From the Laboratory’s Blog All Kindle ‘Dog-Earred’ Pages Desk, I bring you a few call-outs, quotes and passages from the brilliant bit of chronodiegetic gooeyness called “How to Live Safely in a Science Fictional Universe” by Charles Yu. Great good barely science-fictional novel here. Really a story about loss and our human nature to regain what has gone and re-do and re-play our lives. Its about travel through time but along the way you get to enjoy some good design fiction swerves and curves. A few good things to think about, ponder over and imagine. I particularly enjoy the way that time-travel is intimate with story-telling in the novel’s world — its a kind of technology and industry (military-industrial-narrative-entertainment complex) that goes along with it: conceptual technology, chronodiegetics and diegetic engineering! I’d say this is a strong-recommend. Pretty much no spoilers below.
There were no exclamation points or any squiggly lines indicating weirdness or jokiness, or any other graphics to signify, This is for kids, this is a toy, this is just make-believe. It just had those words, and it was dead serious..For five dollars and ninety-five cents, plus a self-addressed stamped nine-by-twelve envelope, sent to a PO box somewhere in a faraway state, the good people at Future Enterprises Inc. would send you a survival kit “of great use and convenience for any traveler who finds himself stranded on an alien world.”
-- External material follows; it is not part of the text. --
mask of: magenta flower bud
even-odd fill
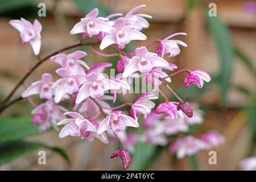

Half of me knew it was stupid. I was old enough to know better, but on the other hand, that font! Those letters in all-caps. It didn’t look attractive and well formatted, the kind of thing a kid’s eye would be drawn to; it looked like it came from a typewriter, unevenly spaced, like there was too much text, too many ideas and words and things that someone had to say, had to let people know about, it looked like it came from the mind of a brilliant, lonely, forty-year-old man, sitting somewhere in a basement in that faraway state, half crazy, sure, but on to something.
Today is the day, that one glorious day in my father’s life. After waiting half a lifetime, half a career, his moment. Today is the day they come calling for him. They, the world, the outside institutional world of money and technology and science fictional commerce. I remember the call. Sometime after our first wobbly orbit and before he was completely sure he knew what he was doing (or rather, before he realized he would never be completely sure about what he was doing), someone had taken notice. They found him, the military-industrial-narrative-entertainment complex, and they wanted to hear his idea.
Why do I blog this? To keep track of notes from this book. Some are good ideas for some design fiction experiments. In addition — since I read the Kindle edition (a reasoned alternative to buying the bulky hard cover — which I rarely ever buy — and reading it while on a long trip). I’m confident enough that a Kindle book will not likely be around for as long as a normal book that I feel I must spread my notes around the datasphere.
The guy reaches his stop and gets off, leaving his news cloud behind. I love watching the way these clouds break up, little wisps of information trailing off like a flickering tail, a dragon’s tail of typewriter keys and wind chimes, those little monochrome green cloudlets, a fog of fragments and images and words. On busy news days, the entire city is awash in these cloudlets, like fifty million newspapers brought to breathing, blaring life, and then obliterated into a sea of disintegrating light and noise.